Medication for post-traumatic stress disorder
Although medication can’t replace psychological treatment, it can be a valuable addition in certain situations. But only a few medications have been proven to work. Because they may have side effects, it’s a good idea to carefully consider the pros and cons before deciding whether or not to use them.
Psychological support is the most important treatment for post-traumatic stress disorder (PTSD). Scientific guidelines advise people not to only use medication. Medication is only considered in certain situations. The decision will depend on factors such as the type and severity of symptoms and whether the person has other illnesses such as depression, an anxiety disorder or an addiction.
Medication can be taken for the following purposes:
- Temporary relief of severe symptoms such as insomnia or panic attacks
- Long-term relief of PTSD symptoms
Antidepressants, sleeping pills and sedatives () are the most commonly used medications in the treatment of PTSD. Benzodiazepines aren’t suitable for the treatment of PTSD, though, because there’s a risk of becoming dependent on them and they hardly relieve the symptoms.

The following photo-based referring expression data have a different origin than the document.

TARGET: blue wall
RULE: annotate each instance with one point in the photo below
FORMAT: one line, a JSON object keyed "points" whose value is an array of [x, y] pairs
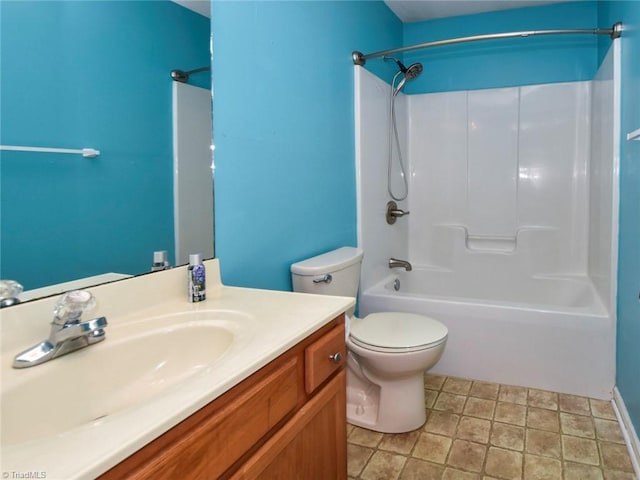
{"points": [[505, 62], [90, 74], [283, 130], [628, 348]]}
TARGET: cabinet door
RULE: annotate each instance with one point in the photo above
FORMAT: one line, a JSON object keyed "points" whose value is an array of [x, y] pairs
{"points": [[312, 445]]}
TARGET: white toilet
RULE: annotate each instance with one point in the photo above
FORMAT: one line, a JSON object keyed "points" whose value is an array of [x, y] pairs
{"points": [[387, 352]]}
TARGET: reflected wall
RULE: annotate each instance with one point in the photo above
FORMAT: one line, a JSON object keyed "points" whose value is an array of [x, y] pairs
{"points": [[90, 74]]}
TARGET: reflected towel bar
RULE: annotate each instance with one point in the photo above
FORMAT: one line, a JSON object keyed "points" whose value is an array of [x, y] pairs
{"points": [[85, 152]]}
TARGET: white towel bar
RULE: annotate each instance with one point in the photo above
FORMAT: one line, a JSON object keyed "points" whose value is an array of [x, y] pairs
{"points": [[85, 152]]}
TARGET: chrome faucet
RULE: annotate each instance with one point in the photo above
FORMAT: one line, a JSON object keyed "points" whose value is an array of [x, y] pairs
{"points": [[68, 333], [394, 263]]}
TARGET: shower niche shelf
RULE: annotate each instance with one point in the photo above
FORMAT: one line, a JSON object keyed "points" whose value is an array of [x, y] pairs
{"points": [[491, 243]]}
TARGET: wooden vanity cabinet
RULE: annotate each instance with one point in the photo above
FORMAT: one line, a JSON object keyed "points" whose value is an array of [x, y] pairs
{"points": [[286, 421]]}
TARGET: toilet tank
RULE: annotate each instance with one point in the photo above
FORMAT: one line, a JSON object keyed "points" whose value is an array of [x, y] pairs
{"points": [[332, 273]]}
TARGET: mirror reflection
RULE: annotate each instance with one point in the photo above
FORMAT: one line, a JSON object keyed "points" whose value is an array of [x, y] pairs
{"points": [[89, 74]]}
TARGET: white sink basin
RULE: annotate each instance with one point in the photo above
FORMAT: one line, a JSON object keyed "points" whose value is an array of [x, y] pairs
{"points": [[137, 361]]}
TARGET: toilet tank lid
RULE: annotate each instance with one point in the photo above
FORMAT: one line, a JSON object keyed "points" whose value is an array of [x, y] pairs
{"points": [[328, 262]]}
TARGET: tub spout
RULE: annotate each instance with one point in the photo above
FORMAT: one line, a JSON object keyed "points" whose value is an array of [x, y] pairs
{"points": [[394, 263]]}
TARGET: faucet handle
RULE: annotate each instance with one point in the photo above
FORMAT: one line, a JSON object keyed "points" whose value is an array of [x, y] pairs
{"points": [[70, 307], [9, 292]]}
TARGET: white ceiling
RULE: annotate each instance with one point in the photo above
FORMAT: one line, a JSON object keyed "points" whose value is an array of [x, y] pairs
{"points": [[203, 7], [419, 10]]}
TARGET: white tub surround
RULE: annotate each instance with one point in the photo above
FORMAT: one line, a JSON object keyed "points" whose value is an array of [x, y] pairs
{"points": [[512, 234], [273, 322]]}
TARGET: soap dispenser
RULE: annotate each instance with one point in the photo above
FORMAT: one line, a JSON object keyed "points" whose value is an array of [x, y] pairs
{"points": [[196, 278]]}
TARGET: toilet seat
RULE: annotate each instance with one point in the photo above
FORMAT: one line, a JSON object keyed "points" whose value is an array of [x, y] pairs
{"points": [[397, 332]]}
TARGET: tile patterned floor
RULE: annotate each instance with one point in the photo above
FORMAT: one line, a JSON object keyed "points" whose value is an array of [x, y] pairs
{"points": [[485, 431]]}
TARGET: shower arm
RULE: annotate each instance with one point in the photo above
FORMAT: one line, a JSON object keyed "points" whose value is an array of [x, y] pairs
{"points": [[614, 32]]}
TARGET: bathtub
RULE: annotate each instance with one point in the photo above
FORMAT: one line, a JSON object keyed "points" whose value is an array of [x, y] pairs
{"points": [[551, 333]]}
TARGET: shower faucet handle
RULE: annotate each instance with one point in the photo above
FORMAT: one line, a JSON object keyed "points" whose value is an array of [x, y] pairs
{"points": [[393, 212]]}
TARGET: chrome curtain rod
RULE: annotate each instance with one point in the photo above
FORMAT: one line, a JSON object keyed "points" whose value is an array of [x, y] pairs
{"points": [[360, 59]]}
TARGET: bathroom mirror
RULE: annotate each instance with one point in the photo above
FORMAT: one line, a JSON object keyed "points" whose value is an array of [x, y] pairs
{"points": [[89, 74]]}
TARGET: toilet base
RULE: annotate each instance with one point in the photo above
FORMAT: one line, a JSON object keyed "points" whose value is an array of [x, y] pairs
{"points": [[394, 406]]}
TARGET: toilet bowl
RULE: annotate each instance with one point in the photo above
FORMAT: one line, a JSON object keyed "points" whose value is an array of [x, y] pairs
{"points": [[387, 353]]}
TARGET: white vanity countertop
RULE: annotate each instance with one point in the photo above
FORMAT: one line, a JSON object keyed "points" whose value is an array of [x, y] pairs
{"points": [[276, 321]]}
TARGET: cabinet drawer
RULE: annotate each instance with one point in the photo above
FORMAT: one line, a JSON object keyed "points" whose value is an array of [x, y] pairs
{"points": [[324, 357]]}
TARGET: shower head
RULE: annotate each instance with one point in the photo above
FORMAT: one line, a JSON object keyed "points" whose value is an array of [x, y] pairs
{"points": [[413, 71], [410, 72]]}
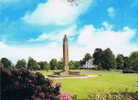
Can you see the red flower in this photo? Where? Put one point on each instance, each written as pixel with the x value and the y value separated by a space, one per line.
pixel 42 94
pixel 29 81
pixel 17 83
pixel 58 84
pixel 50 80
pixel 6 71
pixel 38 87
pixel 65 96
pixel 36 98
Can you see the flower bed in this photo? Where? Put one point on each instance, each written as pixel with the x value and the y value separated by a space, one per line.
pixel 20 84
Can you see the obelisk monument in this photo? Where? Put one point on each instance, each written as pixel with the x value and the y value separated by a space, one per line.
pixel 65 54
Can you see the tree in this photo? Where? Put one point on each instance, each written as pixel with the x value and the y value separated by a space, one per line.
pixel 133 61
pixel 43 65
pixel 74 64
pixel 21 64
pixel 60 64
pixel 53 64
pixel 86 58
pixel 126 63
pixel 108 59
pixel 6 63
pixel 120 61
pixel 32 64
pixel 97 57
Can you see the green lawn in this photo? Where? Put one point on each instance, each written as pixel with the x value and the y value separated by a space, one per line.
pixel 107 81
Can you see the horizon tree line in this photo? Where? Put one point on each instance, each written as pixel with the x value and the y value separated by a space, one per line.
pixel 102 59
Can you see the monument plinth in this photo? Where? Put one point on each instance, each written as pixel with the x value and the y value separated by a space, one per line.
pixel 66 71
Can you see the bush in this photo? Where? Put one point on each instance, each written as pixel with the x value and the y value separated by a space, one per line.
pixel 129 71
pixel 113 96
pixel 20 84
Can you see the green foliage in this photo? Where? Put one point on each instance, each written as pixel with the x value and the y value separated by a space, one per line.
pixel 60 64
pixel 21 64
pixel 108 59
pixel 133 61
pixel 33 65
pixel 74 64
pixel 6 62
pixel 113 96
pixel 120 62
pixel 97 56
pixel 106 81
pixel 86 58
pixel 53 64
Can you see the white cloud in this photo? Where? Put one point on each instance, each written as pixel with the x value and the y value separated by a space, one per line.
pixel 2 45
pixel 57 12
pixel 111 12
pixel 89 39
pixel 118 41
pixel 9 1
pixel 56 35
pixel 52 50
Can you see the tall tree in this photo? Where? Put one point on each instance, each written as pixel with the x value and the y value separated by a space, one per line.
pixel 97 57
pixel 86 58
pixel 60 64
pixel 21 64
pixel 108 59
pixel 53 64
pixel 120 61
pixel 32 64
pixel 133 61
pixel 126 63
pixel 6 63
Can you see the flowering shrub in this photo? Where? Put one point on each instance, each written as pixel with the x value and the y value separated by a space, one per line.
pixel 20 84
pixel 65 96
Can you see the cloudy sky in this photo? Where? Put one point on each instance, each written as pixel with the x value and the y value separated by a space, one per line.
pixel 36 27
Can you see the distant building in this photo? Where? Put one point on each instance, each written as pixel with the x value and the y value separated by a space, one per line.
pixel 89 64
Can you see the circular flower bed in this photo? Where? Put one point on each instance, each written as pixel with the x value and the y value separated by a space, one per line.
pixel 21 84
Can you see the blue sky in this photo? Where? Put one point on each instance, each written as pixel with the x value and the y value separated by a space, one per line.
pixel 36 27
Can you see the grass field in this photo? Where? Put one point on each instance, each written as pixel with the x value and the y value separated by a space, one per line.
pixel 107 81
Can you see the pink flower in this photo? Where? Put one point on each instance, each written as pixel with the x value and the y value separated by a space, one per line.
pixel 42 94
pixel 29 81
pixel 38 87
pixel 65 96
pixel 58 84
pixel 50 80
pixel 17 83
pixel 6 71
pixel 36 98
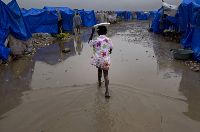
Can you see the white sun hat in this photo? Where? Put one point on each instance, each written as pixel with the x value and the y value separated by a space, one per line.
pixel 101 24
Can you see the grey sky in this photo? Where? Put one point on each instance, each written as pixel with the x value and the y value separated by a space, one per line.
pixel 96 4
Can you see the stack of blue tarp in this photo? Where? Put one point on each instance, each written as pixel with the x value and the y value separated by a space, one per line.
pixel 11 22
pixel 67 16
pixel 141 15
pixel 41 20
pixel 155 25
pixel 89 18
pixel 189 17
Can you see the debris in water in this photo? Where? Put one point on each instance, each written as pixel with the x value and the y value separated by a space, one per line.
pixel 66 50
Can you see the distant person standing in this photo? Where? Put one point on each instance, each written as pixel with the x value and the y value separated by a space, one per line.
pixel 77 23
pixel 59 21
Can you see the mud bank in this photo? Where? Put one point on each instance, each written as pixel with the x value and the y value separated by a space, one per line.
pixel 56 92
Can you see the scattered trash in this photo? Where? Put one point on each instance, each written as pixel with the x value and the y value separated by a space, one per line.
pixel 182 54
pixel 66 50
pixel 194 66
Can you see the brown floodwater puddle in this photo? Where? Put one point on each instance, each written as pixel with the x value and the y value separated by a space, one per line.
pixel 150 90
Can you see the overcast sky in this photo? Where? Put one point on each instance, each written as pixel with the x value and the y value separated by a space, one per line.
pixel 96 4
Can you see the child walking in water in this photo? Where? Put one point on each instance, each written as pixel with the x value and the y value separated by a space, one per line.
pixel 102 48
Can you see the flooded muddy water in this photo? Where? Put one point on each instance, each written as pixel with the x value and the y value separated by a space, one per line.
pixel 56 92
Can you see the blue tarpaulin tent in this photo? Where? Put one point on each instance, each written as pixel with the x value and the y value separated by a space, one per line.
pixel 11 22
pixel 41 20
pixel 141 15
pixel 67 16
pixel 189 12
pixel 88 17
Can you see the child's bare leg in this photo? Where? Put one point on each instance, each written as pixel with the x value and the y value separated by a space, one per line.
pixel 105 72
pixel 99 76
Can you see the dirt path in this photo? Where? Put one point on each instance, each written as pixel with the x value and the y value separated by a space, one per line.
pixel 55 92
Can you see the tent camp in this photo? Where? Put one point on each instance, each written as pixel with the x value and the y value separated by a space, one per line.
pixel 141 15
pixel 88 17
pixel 189 12
pixel 41 21
pixel 165 18
pixel 11 22
pixel 67 16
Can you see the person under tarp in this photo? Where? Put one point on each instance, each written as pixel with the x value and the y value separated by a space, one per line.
pixel 11 22
pixel 165 18
pixel 189 12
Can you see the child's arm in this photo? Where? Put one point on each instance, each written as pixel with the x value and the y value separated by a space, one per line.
pixel 91 36
pixel 111 46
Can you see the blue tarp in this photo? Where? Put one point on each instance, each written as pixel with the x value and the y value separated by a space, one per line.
pixel 142 15
pixel 152 14
pixel 67 15
pixel 189 12
pixel 11 22
pixel 155 26
pixel 88 17
pixel 41 20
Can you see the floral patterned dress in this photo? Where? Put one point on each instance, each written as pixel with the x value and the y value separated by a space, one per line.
pixel 101 55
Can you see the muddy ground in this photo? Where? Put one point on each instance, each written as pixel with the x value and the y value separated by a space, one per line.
pixel 57 92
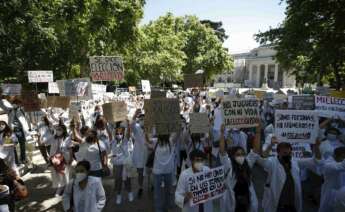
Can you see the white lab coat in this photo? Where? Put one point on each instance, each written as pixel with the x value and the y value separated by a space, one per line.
pixel 334 178
pixel 228 202
pixel 182 189
pixel 276 179
pixel 94 200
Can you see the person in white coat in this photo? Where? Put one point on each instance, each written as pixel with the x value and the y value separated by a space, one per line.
pixel 84 193
pixel 240 195
pixel 333 171
pixel 283 192
pixel 182 193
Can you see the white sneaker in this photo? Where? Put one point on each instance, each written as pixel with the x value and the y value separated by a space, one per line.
pixel 118 199
pixel 130 196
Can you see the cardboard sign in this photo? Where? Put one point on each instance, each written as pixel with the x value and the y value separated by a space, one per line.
pixel 206 185
pixel 145 86
pixel 302 102
pixel 80 87
pixel 155 94
pixel 299 126
pixel 106 68
pixel 53 87
pixel 240 113
pixel 199 123
pixel 58 101
pixel 193 80
pixel 40 76
pixel 329 107
pixel 11 89
pixel 163 114
pixel 115 111
pixel 30 101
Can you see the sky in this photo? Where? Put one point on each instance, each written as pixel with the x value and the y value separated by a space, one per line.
pixel 241 18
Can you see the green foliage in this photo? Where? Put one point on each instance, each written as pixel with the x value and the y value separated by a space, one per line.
pixel 311 40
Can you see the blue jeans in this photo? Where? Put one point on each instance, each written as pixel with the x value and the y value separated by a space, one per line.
pixel 162 196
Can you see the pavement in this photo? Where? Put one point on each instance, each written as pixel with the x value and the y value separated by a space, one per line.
pixel 42 195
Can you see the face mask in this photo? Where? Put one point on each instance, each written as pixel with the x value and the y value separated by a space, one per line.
pixel 198 166
pixel 286 158
pixel 331 137
pixel 80 177
pixel 240 159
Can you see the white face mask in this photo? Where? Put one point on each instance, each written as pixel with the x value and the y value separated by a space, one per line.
pixel 80 177
pixel 240 159
pixel 198 166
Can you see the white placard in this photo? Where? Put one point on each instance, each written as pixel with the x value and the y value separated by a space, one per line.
pixel 53 87
pixel 11 89
pixel 328 106
pixel 145 86
pixel 299 126
pixel 40 76
pixel 206 185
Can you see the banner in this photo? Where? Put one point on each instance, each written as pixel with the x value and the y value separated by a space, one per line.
pixel 53 87
pixel 329 107
pixel 11 89
pixel 58 101
pixel 106 68
pixel 199 123
pixel 302 102
pixel 193 80
pixel 163 114
pixel 206 185
pixel 145 86
pixel 115 111
pixel 30 101
pixel 80 87
pixel 40 76
pixel 296 126
pixel 241 113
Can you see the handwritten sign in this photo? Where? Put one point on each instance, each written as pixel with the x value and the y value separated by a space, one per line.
pixel 163 114
pixel 302 102
pixel 240 113
pixel 199 123
pixel 11 89
pixel 329 107
pixel 296 126
pixel 30 101
pixel 193 80
pixel 40 76
pixel 145 86
pixel 58 101
pixel 115 111
pixel 206 185
pixel 106 68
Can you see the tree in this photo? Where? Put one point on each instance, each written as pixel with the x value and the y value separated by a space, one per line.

Before starting treatment with medication, it’s important to find out how effective it is and what side effects it may have. You should also talk to your doctor about what can be expected from the treatment, and then have regular appointments to discuss how well the medication is working and how to deal with any problems that arise. It’s important for the doctors and psychologists who are treating you to share information about your treatment. Psychologists aren’t allowed to prescribe medication.